Big data Analytics and Artificial Intelligence
Artificial Intelligence (AI) is an embedded technology, based off of the current infrastructure (i.e. supercomputers), big data, and machine learning algorithms (Cyranoski, 2015; Power, 2015). Though previously, AI wasn’t able to come into existence without the proper computational power that is provided today (Cringely, 2013). AI can make use of data hidden in “dark wells” and silos, where the end-user had no idea that the data even existed, to begin with (Power, 2015). The goal of AI is to use huge amounts of data to draw out a set of rules through machine learning that will effectively replace experts in a certain field (Cringely, 2013; Power, 2015). Cringely (2013) stated that in some situations big data can eliminate the need for theory and that AI can aid in analyzing big data where theory is either lacking or impossible to define.
AI can provide tremendous value since it builds thousands of models and correlations automatically in one week, which use to take a few quantitative data scientist years to do (Dewey, 2013; Power, 2015). The thing that has slowed down the progression of AI in the past was the creation of human readable computer languages like XML or SQL, which is not intuitive for computers to read (Cringely, 2013). Fortunately, AI can easily use structured data and now use unstructured data thanks to everyone who tags all these unstructured data either in comments or on the data point itself, speeding up the computational time (Cringely, 2013; Power, 2015). Dewey (2013), hypothesized that not only will AI be able to analyze big data at speeds faster than any human can, but that the AI system can also begin to improve its search algorithms in phenomena called intelligence explosion. Intelligence explosion is when an AI system begins to analyze itself to improve itself in an iterative process to a point where there is an exponential growth in improvement (Dewey, 2013).

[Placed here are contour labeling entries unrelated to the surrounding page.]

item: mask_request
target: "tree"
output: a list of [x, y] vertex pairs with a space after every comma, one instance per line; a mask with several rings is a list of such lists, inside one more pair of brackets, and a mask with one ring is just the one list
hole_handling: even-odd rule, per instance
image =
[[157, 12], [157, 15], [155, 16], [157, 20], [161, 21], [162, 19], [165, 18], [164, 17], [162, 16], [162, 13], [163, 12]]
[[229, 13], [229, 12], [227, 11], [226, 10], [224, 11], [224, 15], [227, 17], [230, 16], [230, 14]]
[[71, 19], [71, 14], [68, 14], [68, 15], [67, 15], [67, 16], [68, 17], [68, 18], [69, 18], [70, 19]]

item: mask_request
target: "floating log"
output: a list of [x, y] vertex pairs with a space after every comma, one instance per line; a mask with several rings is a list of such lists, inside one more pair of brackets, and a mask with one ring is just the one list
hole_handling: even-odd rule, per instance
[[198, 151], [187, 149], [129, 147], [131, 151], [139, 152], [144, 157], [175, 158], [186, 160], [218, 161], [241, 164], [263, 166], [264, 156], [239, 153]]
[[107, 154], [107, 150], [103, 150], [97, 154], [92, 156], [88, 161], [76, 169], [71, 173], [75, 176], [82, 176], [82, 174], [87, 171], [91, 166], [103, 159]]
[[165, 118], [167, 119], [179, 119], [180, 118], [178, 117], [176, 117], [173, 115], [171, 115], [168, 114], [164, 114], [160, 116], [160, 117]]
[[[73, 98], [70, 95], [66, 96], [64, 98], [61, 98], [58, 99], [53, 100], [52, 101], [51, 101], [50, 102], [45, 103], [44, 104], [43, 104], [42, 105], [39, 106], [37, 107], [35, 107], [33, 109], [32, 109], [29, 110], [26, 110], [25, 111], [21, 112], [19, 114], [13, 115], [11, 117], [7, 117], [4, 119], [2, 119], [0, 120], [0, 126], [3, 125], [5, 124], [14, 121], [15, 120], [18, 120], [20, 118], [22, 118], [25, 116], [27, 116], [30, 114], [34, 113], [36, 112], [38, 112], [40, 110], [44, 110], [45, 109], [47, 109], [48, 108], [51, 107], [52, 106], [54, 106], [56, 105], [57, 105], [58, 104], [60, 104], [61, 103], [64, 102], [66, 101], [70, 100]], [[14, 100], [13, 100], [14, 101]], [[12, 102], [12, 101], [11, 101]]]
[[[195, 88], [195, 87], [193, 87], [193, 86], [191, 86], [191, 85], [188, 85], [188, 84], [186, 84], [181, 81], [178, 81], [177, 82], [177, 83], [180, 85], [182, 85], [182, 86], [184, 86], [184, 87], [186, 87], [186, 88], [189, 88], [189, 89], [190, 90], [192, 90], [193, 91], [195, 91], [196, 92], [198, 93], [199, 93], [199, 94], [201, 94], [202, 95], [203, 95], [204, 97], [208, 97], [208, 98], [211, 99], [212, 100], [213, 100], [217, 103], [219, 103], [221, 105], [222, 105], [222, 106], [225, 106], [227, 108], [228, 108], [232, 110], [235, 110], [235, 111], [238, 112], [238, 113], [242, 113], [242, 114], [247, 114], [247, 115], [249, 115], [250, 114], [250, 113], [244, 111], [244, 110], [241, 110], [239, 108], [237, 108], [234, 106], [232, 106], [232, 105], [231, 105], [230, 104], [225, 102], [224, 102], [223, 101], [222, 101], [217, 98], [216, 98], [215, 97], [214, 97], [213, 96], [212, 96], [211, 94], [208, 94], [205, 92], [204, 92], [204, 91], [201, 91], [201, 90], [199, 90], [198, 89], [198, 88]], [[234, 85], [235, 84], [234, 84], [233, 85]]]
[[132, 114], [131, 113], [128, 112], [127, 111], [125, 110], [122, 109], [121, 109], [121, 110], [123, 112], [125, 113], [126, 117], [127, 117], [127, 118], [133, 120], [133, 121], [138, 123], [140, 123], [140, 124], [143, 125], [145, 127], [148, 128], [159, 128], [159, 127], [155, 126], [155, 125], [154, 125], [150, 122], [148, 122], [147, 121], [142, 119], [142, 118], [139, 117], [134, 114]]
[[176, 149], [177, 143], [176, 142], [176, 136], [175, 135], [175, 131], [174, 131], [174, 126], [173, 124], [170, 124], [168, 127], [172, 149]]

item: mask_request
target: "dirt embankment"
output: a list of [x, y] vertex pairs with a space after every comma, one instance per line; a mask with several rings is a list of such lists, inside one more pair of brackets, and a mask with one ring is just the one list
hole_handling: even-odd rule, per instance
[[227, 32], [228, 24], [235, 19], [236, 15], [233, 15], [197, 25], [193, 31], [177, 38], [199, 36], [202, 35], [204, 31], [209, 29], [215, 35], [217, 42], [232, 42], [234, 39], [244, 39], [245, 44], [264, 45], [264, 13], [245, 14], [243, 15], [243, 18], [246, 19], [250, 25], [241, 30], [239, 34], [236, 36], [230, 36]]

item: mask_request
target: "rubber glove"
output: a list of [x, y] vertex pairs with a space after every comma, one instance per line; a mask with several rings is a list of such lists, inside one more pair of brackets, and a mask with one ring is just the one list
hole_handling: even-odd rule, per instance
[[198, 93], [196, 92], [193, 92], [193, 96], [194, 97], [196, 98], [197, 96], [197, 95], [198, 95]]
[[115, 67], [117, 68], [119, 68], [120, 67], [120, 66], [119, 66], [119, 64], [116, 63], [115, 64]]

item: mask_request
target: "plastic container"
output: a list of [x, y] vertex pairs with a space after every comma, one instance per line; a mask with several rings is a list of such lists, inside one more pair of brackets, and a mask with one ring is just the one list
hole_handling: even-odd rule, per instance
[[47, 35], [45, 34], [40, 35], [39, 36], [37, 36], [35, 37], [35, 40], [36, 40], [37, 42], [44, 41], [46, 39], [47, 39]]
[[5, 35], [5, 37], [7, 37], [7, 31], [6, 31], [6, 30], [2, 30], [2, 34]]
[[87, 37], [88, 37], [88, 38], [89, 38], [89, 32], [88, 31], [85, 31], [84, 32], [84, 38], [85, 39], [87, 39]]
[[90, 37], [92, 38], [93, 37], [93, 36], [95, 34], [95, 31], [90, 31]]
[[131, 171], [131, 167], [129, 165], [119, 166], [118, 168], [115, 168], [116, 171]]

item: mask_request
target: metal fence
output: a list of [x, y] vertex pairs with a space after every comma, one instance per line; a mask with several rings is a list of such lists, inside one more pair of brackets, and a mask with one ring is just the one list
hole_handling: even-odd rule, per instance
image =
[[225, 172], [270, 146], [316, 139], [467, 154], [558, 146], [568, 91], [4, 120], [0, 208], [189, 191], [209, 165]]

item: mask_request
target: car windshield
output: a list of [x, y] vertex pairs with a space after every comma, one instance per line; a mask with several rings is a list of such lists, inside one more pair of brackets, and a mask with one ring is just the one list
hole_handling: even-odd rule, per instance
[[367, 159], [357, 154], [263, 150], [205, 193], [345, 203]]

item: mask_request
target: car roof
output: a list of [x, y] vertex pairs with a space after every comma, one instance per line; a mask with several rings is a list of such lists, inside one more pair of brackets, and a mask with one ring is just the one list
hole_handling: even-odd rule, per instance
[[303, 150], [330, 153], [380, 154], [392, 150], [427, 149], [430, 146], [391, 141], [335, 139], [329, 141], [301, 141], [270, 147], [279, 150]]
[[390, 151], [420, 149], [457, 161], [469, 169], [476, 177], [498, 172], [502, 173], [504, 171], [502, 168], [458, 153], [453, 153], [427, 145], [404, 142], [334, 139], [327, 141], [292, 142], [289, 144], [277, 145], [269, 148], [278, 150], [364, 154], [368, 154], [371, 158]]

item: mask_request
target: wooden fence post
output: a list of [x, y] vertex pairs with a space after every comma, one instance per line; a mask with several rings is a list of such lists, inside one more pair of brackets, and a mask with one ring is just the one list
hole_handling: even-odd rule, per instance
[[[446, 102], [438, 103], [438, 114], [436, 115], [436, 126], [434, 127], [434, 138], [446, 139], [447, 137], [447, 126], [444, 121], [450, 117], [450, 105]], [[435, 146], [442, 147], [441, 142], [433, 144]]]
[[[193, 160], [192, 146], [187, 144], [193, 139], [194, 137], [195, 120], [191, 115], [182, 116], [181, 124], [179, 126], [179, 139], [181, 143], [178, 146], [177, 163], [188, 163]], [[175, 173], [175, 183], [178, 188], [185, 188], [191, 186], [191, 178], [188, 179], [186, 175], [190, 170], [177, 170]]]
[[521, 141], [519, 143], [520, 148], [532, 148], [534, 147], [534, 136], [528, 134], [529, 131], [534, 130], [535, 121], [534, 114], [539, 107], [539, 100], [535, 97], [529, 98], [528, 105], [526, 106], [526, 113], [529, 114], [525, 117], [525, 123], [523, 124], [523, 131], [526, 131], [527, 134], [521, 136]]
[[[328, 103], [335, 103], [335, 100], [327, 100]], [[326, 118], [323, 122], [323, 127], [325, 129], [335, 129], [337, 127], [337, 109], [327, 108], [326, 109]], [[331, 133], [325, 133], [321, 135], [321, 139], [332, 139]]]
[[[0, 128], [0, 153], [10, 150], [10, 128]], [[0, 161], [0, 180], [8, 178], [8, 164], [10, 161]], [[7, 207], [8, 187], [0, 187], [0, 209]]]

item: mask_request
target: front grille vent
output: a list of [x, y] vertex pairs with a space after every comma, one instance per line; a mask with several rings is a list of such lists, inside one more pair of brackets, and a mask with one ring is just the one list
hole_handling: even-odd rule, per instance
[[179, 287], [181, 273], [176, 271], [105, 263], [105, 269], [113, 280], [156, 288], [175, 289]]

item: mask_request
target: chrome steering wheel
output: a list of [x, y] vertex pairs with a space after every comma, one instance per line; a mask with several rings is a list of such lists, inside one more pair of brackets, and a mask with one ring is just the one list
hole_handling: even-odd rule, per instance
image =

Unfortunately, the rules created by AI out of 50K variables lack substantive human meaning, or the “Why” behind it, thus making it hard to interpret the results (Power, 2015). It would take many scientists to analyze the same big data and analyze it all, to fully understand how the connections were made in the AI system, which is no longer feasible (Cringely, 2013). It is as if data scientist is trying to read the mind of the AI system, and they currently cannot read a human’s mind. However, the results of AI are becoming accurate, with AI identifying cats in photographs in 72 hours of machine learning and after a cat is tagged in a few photographs (Cringely, 2013). AI could be applied to any field of study like finance, social science, science, engineering, etc. or even play against champions on the Jeopardy game show (Cyranoski, 2015; Cringely, 2013; Dewey, 2013; Power, 2015).
Example of artificial intelligence use in big data analysis: Genomics
The goal of AI use on genomic data is to help analyze physiological traits and lifestyle choices to provide a dedicated and personalized health plan to treat and eventually prevent disease (Cyranoski, 2015; Power, 2015). This is done by feeding the AI systems with huge amounts of genomic data, which is considered big data by today’s standards (Cyranoski, 2015). Systems like IBM’s Watson (an AI system) could provide treatment options based on the results gained from analyzing thousands or even millions of genomic data (Power, 2015). This is done by analyzing all this data and allowing machine learning techniques to devise algorithms based on the input data (Cringely, 2013; Cyranoski, 2015; Power, 2015). As of 2015, there is about 100,000 individual genomic data in the system, and even with this huge amounts of data, it is still not enough to provide the personalized health plan that is currently being envisioned based on a person’s genomic data (Cyranoski, 2015). Eventually, millions of individuals will need to be added into the AI system, and not just genomic data, but also proteomics, metabolomics, lipidomics, etc.